ROMA - Arrivano novità da Roma, dopo le polemiche divampate nei giorni scorsi sul carcere per i giornalisti, all'interno del Ddl Diffamazione. La proposta è arrivata dal senatore ligure di Fratelli d'Italia Gianni Berrino, che ha scatenato le reazioni sia di maggioranza che di opposizione. "FdI ha presentato un ddl per eliminare la pena detentiva per il reato di diffamazione per garantire maggiormente la libertà di stampa". Si tratta di una svolta che era attesa da tempo ma che nessuno nel partito di Giorgia Meloni aveva tradotto in provvedimenti. 

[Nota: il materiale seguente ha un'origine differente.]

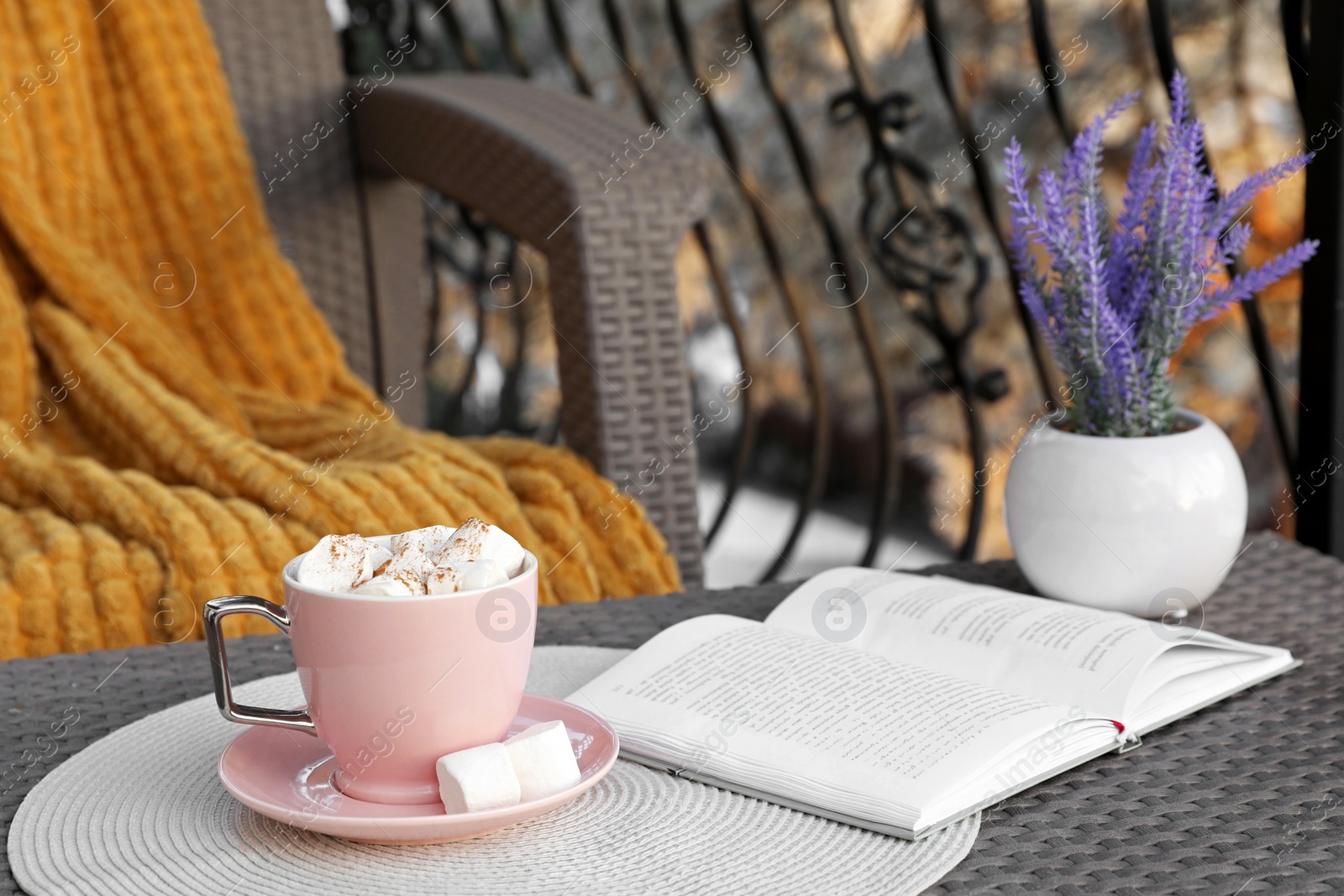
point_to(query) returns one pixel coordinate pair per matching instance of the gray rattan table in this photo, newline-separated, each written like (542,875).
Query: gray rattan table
(1245,797)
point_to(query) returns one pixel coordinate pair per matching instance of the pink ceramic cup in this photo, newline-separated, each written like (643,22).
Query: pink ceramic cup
(393,683)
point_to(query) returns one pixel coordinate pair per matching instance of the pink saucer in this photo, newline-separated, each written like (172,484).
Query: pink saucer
(286,777)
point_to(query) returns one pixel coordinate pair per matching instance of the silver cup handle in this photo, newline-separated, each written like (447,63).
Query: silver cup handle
(214,613)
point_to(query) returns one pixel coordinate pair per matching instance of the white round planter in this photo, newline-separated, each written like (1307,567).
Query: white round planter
(1115,523)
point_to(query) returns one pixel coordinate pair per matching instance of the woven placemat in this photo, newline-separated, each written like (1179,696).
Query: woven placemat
(141,812)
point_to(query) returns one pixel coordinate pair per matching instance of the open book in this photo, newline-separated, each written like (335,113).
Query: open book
(902,703)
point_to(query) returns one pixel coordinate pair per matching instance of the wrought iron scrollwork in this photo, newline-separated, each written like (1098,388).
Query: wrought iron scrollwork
(925,249)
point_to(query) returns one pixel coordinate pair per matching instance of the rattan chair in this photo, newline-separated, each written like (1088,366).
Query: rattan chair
(349,211)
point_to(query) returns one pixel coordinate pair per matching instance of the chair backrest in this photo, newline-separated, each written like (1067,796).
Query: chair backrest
(284,67)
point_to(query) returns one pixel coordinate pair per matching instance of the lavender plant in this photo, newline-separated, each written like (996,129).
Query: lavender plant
(1121,293)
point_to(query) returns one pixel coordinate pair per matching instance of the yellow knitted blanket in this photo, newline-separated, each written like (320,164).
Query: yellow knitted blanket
(158,457)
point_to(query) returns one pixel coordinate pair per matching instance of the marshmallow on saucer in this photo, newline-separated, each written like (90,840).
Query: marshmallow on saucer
(476,540)
(465,575)
(543,761)
(477,779)
(342,562)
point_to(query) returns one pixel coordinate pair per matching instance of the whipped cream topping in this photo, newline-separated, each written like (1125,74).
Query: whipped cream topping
(432,560)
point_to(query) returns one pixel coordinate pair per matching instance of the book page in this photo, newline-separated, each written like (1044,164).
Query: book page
(796,716)
(1032,647)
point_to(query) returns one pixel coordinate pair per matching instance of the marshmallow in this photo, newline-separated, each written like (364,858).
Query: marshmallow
(342,562)
(476,540)
(464,577)
(407,573)
(386,586)
(543,761)
(421,546)
(477,779)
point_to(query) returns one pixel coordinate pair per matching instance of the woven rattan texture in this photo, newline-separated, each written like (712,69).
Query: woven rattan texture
(1243,797)
(286,76)
(533,161)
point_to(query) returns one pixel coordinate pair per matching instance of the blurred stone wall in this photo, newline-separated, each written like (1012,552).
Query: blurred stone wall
(1231,50)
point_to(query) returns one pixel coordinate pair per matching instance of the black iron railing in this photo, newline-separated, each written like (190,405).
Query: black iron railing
(925,249)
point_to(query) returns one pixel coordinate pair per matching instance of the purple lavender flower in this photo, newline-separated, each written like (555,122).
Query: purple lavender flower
(1120,295)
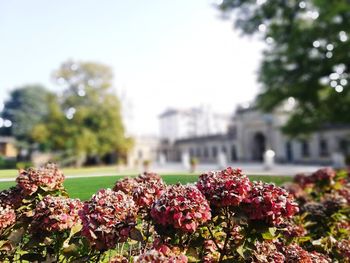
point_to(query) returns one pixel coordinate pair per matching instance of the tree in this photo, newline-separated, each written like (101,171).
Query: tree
(85,121)
(306,57)
(26,107)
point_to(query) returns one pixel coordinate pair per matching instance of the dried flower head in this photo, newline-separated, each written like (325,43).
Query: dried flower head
(108,218)
(163,255)
(149,188)
(182,207)
(228,187)
(343,248)
(270,203)
(125,185)
(11,197)
(7,217)
(56,214)
(266,252)
(48,176)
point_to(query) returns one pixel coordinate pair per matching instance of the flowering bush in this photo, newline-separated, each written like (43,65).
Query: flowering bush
(125,185)
(224,188)
(164,255)
(7,217)
(294,253)
(181,207)
(107,218)
(144,189)
(270,203)
(11,197)
(266,252)
(48,177)
(222,218)
(56,214)
(150,186)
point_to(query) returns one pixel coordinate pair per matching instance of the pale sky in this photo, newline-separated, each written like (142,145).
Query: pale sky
(164,53)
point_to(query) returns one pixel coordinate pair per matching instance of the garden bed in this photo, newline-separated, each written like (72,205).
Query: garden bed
(221,216)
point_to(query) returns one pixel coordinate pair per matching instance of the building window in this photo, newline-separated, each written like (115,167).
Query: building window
(343,146)
(223,149)
(206,152)
(323,148)
(198,152)
(233,154)
(305,149)
(289,152)
(215,151)
(191,152)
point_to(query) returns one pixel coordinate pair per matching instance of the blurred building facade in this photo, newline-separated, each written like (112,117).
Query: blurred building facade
(7,147)
(248,134)
(178,124)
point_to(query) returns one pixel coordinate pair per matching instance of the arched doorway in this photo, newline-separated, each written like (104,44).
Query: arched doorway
(259,146)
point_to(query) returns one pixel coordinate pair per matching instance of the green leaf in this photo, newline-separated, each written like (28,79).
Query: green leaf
(240,250)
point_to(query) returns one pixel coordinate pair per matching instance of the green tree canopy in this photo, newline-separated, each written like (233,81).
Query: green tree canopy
(25,108)
(306,57)
(85,120)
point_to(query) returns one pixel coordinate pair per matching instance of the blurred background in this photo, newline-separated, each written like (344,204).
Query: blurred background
(175,85)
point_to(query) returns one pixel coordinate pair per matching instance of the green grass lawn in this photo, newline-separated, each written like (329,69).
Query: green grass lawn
(83,188)
(112,169)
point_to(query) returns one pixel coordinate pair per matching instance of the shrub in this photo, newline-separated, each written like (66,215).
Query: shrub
(108,218)
(181,207)
(222,218)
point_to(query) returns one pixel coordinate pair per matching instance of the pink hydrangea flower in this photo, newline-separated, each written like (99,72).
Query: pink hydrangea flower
(163,255)
(270,203)
(11,197)
(295,254)
(224,188)
(144,189)
(266,252)
(56,214)
(343,248)
(125,185)
(48,176)
(7,217)
(108,218)
(181,207)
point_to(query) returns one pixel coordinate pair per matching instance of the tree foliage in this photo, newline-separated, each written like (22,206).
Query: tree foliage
(306,57)
(25,108)
(85,120)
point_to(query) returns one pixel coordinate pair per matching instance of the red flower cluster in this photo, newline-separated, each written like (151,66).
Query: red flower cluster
(7,217)
(118,259)
(125,185)
(224,188)
(107,218)
(162,255)
(11,197)
(291,229)
(210,253)
(269,203)
(345,192)
(182,207)
(295,254)
(343,248)
(144,189)
(56,214)
(266,252)
(150,187)
(49,177)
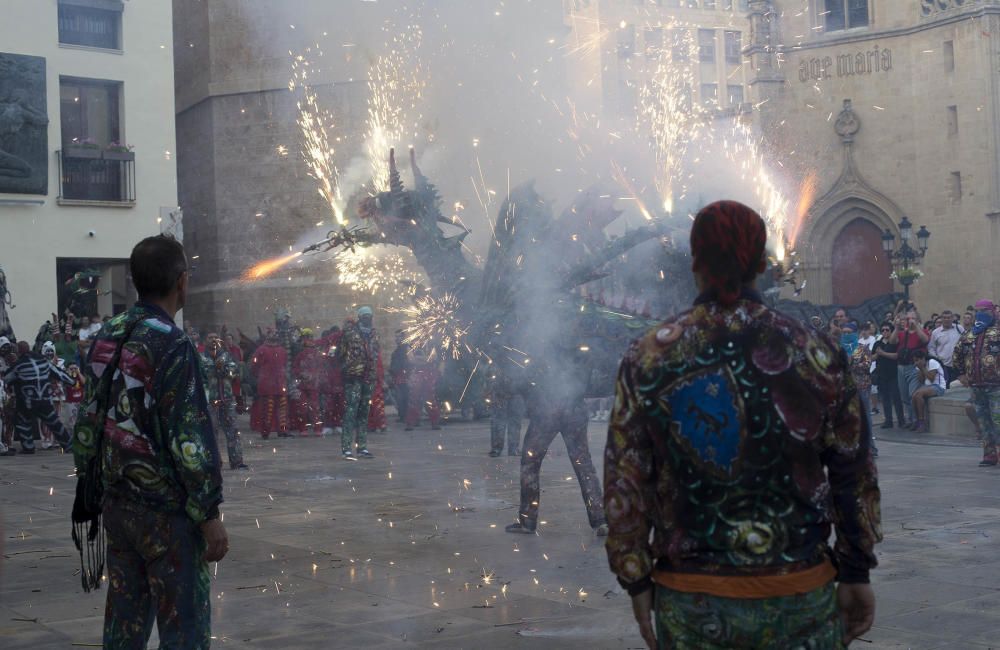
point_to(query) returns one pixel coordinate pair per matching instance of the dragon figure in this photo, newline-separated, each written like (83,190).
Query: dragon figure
(527,300)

"In linea con la sentenza della Consulta, avevo presentato due emendamenti per garantire la piena tutela delle persone offese da meccanismi di 'macchina del fango' - spiega in una nota il senatore di FdI Gianni Berrino -. La necessità di procedere con celerità all'approvazione del ddl sulla diffamazione, mi ha convinto a ritirare gli emendamenti che in ogni caso, alleggerivano sensibilmente le pene attualmente previste". 

Soddisfazione da parte della deputata di Noi Moderati, coordinatrice regionale della Lista Toti Ilaria Cavo, nonché giornalista professionista, che da subito si era detta contraria alla proposta del suo ex collega di giunta. "È la vittoria del buon senso, noi per primi ci eravamo espressi nettamente contro la previsione del carcere fino a 4 anni ai giornalisti per il reato di diffamazione - dichiarano il presidente di Noi Moderati Maurizio Lupi e Ilaria Cavo -. Ora apprendiamo che sono stati ritirati gli emendamenti che lo proponevano: una scelta in linea con quanto avevamo chiesto nello spirito di tutelare le vittime della diffamazione ma anche una categoria professionale importante, come quella dei giornalisti, su cui si era già espressa la Corte Europea per i Diritti dell'uomo (chiedendo proporzionalità nelle sanzioni ed escludendo la detenzione) e di conseguenza la nostra Corte Costituzionale e la Corte di Cassazione".